とりあえず無農薬栽培野菜と慣行栽培の野菜のリスク差にまつわる細かい話は今回は無しにしておきます。ますが、まあリスク差はほぼ無いとします。


 今の世の中、無農薬栽培の野菜を選ぶことにこだわるのがいいことだというような風潮があります。少なくとも選んでいる本人は、健康などいろいろなものに気をつけているつもりでしょう。
 ただ実際に、そういう人が農薬の安全性評価や登録基準、関連法規などを熟知していることはまずありません。

 そもそも無農薬野菜が本当に低リスクかどうか・・・というと細かい話は無しといったのにと思われそうですが・・・をちゃんと把握しているとは到底思えません。現実に、スーパーにごく当たり前に売っている野菜を食べて何らかの農薬がらみの障害が出たなんて話は誰も聞いたことが無いはずです。
 おそらく想像ですが、それでも無農薬野菜を選ぶのは、ごく小さなリスクをも排除して、小さなことからコツコツとできるだけ安全な生活を心がける、という考えが裏にあるのではないかと思います。

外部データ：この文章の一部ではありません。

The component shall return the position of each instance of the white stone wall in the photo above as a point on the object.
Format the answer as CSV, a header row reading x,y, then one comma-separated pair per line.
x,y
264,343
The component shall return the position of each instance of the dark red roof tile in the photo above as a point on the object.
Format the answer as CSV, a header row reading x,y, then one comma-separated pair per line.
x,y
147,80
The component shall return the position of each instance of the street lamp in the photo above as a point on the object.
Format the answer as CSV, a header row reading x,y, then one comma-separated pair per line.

 目に見える(と思われる)リスクをとりあえず回避しまくれば、全体的に低リスクな行動ができるのでしょうか。実際にはそれはゼロリスク信仰と同じで、逆に思考を放棄しているに過ぎません。要するに「農薬リスクなんて細かいことはわからないが、無農薬を選べば農薬リスクなど関係ないだろう」という考えです。
 ほんとのほんとのことをちゃんと勉強すれば、農薬を忌避すれば農薬リスクがゼロになると思うのは間違いだとわかるはずです。一般消費者の方々にはあまり知られていない話ですが、有機栽培の野菜にも残留農薬が出ることはあります。もちろん、農薬を使わないと農薬以外のリスクは増大します。


 私は、無農薬栽培を求める社会よりも、むしろ慣行栽培を普通に受け入れる社会になって欲しいと願っています。そういうメンタリティは、リスクマネージメントの考え方が浸透しないと達成できないからです(もっとも、リスクマネージメントがわかった上で無農薬栽培を選択しているならOKなんですが)。ゼロリスク信仰を放棄し、大雑把であっても定量的評価・定性的評価がちゃんとイメージできるような社会の方が明らかに成熟しています。無農薬野菜を求めるような考えは実は単に未熟なだけです。

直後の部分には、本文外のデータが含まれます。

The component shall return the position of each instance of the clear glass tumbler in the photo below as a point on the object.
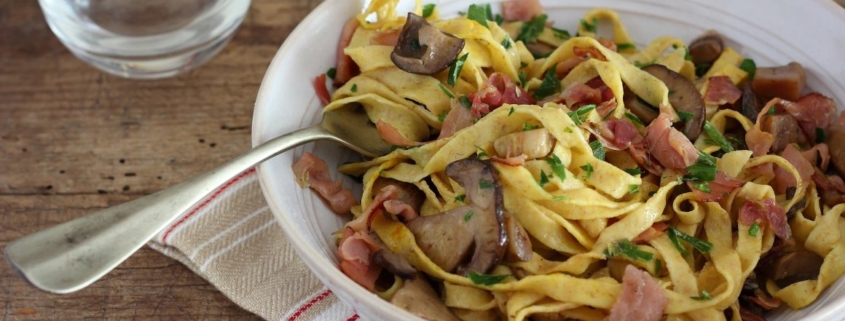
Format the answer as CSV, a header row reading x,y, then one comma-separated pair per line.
x,y
144,39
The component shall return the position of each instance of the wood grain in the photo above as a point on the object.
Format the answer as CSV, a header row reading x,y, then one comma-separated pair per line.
x,y
74,140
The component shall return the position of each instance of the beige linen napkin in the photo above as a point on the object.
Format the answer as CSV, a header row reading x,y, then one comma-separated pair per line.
x,y
233,240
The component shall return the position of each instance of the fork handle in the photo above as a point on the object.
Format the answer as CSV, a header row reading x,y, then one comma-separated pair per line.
x,y
72,255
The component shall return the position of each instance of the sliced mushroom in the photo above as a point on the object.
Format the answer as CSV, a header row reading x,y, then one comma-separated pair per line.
x,y
424,49
445,237
418,297
535,143
706,48
519,245
783,127
448,237
749,105
784,82
836,145
684,98
786,268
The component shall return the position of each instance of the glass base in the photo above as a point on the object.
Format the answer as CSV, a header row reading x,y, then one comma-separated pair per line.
x,y
154,67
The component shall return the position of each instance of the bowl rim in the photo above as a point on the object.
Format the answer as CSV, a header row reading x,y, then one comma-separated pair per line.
x,y
326,270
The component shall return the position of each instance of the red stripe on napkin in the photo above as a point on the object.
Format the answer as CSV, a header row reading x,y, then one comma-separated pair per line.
x,y
311,303
204,203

 ところで話は変わりますが、無農薬栽培の野菜を求めている人のほとんどは、特にしっかりした科学的根拠があってそれを選んでいるわけではありません。たいてい、なんとなくイメージで選んでいるだけだと思います。
 ということは先に書いたことと真逆ですが、イメージ誘導さえ出来ればリスクマネージメントとか科学的根拠とかがまるで何も無くても慣行栽培を推進することは出来そうです。

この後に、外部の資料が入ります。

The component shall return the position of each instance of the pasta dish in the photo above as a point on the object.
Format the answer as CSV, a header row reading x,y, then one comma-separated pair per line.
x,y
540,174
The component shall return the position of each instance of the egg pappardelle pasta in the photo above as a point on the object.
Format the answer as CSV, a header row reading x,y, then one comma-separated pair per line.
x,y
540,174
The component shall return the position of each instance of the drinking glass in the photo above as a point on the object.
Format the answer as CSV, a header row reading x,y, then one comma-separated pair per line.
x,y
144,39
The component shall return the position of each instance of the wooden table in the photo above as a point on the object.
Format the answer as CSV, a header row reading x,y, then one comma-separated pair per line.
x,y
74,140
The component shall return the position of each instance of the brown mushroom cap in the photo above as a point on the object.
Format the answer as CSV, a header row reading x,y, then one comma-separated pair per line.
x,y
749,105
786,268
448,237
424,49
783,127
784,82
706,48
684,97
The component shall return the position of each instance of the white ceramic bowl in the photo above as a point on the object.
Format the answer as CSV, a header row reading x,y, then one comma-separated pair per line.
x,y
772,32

 具体的にどうやればいいかはよくわかりませんが、例えば、農薬をよくよく調べてみたら中にバストアップ効果がある成分が見つかった、とか言うのはどうでしょうか。農薬を使って作った野菜を食べればバストが大きくなる(有機栽培の野菜ばかり食べたら貧乳になる)というわけです。もしかしたら、慣行栽培がすごくもてはやされたりして・・・。


 「何よこの野菜、残留農薬が0.03ppmしかないじゃないの!」「残留基準は0.1ppmなのにねえ。ケチってるんじゃないかしら?